# Failed NREMT..thoughts about EMTPrep.com



## machestnut (Feb 24, 2015)

Well I'm new to this forum and wanted to introduce myself.  I'm embarrassed to say that I failed the NREMT-B exam last Friday.  But instead of giving up, I signed up for EMTPREP.com and started to use them as a resource to pass it the next time.  I searched the forums and they were pretty old posts, so I wanted to see if recently anybody has used this site to help them pass the NREMT-B exam.  I was below passing on two categories for the exam, but I'm going to study all the categories to be sure I pass it.  What has been anybody's experience here with EMTPrep.com?

Thank you


----------



## wanderingmedic (Feb 24, 2015)

I have used both. This one is better.
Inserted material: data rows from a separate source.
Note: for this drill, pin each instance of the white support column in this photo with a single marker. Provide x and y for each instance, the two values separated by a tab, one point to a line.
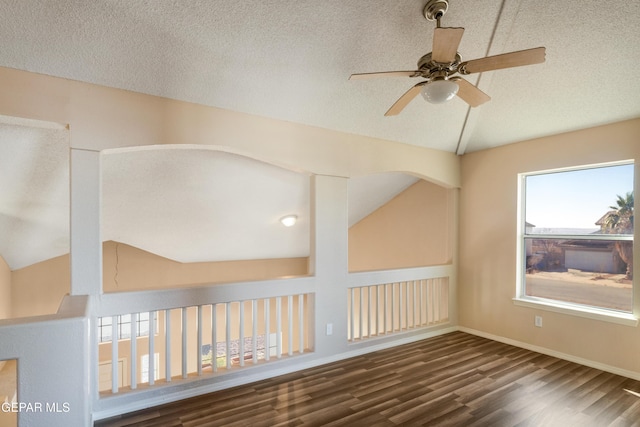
329	262
86	243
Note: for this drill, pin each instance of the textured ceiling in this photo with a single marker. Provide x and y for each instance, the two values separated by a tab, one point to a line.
290	60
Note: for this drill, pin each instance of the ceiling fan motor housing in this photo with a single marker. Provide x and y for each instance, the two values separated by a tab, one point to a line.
427	67
435	9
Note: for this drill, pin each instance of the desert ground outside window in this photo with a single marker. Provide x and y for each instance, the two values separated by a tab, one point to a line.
575	241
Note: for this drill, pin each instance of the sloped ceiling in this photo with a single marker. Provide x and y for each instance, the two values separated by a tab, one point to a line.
290	60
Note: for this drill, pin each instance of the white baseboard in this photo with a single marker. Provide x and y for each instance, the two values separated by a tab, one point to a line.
586	362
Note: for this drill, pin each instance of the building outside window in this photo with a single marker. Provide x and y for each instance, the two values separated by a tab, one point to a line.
576	237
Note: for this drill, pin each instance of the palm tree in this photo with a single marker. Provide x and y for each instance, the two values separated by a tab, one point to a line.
620	221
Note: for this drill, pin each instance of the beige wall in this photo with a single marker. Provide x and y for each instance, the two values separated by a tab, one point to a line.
487	267
39	288
101	118
5	291
411	230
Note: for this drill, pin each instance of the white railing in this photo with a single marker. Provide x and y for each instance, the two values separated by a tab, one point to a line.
224	332
387	307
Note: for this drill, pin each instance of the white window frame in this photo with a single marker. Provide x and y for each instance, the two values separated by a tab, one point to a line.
523	300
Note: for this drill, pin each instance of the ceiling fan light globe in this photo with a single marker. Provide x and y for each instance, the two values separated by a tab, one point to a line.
439	91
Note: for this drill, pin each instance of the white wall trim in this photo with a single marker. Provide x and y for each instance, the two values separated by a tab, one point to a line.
543	350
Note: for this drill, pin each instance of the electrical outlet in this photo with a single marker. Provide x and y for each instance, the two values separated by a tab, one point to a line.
329	328
538	321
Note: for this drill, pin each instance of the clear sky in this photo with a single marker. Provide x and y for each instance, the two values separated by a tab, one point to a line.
575	199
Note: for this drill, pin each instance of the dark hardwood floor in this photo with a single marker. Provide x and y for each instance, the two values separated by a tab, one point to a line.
451	380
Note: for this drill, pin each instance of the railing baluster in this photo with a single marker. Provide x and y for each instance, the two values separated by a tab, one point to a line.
352	331
254	332
360	315
133	353
432	300
386	306
115	329
439	290
241	334
415	304
405	285
421	301
214	337
393	307
152	359
369	311
167	345
278	327
267	329
199	343
184	342
301	323
378	310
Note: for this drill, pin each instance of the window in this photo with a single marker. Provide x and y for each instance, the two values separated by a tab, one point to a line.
576	238
123	327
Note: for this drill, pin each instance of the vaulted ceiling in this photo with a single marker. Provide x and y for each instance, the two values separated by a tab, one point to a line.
291	59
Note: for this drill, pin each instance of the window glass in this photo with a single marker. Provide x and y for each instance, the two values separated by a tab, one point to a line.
578	236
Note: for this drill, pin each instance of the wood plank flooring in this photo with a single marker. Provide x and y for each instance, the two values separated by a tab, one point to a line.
451	380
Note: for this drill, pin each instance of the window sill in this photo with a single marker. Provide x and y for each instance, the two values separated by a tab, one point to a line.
626	319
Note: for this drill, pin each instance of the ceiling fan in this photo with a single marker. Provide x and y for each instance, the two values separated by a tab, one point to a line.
440	66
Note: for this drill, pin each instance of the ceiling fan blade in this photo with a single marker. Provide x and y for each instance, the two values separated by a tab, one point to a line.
445	44
470	94
382	74
402	102
506	60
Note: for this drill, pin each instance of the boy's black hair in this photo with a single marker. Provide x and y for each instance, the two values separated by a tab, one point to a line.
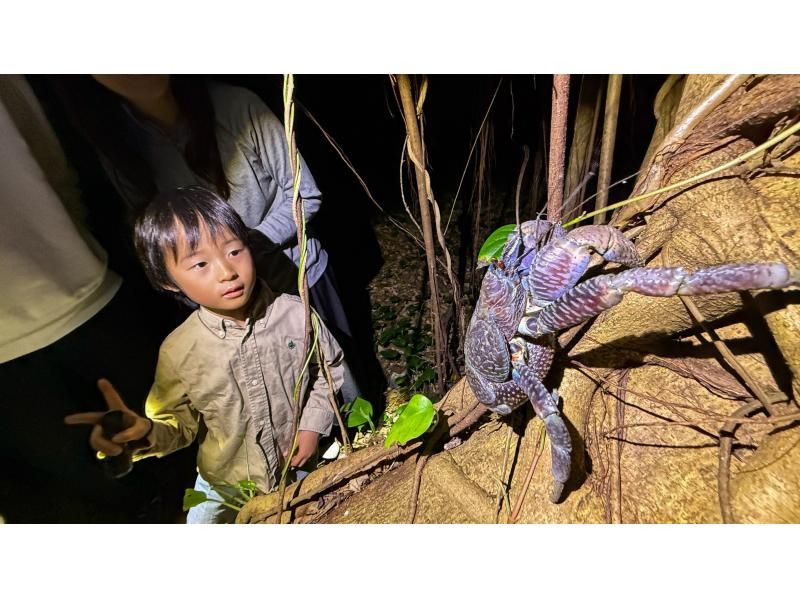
155	231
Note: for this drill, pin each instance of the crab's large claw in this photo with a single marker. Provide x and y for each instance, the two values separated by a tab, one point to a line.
546	407
563	261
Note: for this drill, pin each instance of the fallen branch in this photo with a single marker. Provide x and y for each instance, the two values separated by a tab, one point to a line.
539	450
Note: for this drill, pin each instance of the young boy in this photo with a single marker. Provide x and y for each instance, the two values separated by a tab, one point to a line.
227	374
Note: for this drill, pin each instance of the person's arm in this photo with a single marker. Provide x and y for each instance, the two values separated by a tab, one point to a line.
170	424
318	413
271	146
175	421
317	417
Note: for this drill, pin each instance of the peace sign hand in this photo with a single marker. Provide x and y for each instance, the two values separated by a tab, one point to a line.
139	426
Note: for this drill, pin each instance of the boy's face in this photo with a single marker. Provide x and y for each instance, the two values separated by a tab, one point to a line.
218	274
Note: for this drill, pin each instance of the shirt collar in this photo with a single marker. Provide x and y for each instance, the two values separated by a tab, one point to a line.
224	327
148	127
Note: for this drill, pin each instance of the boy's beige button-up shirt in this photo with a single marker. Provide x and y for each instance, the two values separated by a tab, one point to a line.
232	386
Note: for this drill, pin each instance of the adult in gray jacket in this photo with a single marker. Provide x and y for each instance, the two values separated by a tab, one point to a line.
154	133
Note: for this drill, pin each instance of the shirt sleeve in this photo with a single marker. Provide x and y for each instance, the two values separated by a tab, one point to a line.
271	146
175	421
318	413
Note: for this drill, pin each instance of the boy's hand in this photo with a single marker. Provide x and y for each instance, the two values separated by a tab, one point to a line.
306	447
140	428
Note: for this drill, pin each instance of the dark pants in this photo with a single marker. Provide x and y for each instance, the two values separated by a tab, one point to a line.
50	473
363	376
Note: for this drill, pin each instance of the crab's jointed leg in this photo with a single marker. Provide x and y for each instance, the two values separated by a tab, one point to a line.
564	261
546	407
602	292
Reread your textbook, and understand why you are doing what you are doing. A lot of people expect that knowledge of protocol is enough to pass the NR, when it simply isn't.


----------



## machestnut (Feb 24, 2015)

Thank you,,yeah i'm re-reading the study guides that I have from a prep course I went ahead and took..It breaks down each chapter for the exam.  I think a lot of it was that I was nervous and just didn't take my time.  I am studying more now and really focusing on my chapters.  Thank you for your reply


----------



## wtferick (Feb 24, 2015)

practice questions by checking out a study prep book from a library, i did that for a week prior to passing.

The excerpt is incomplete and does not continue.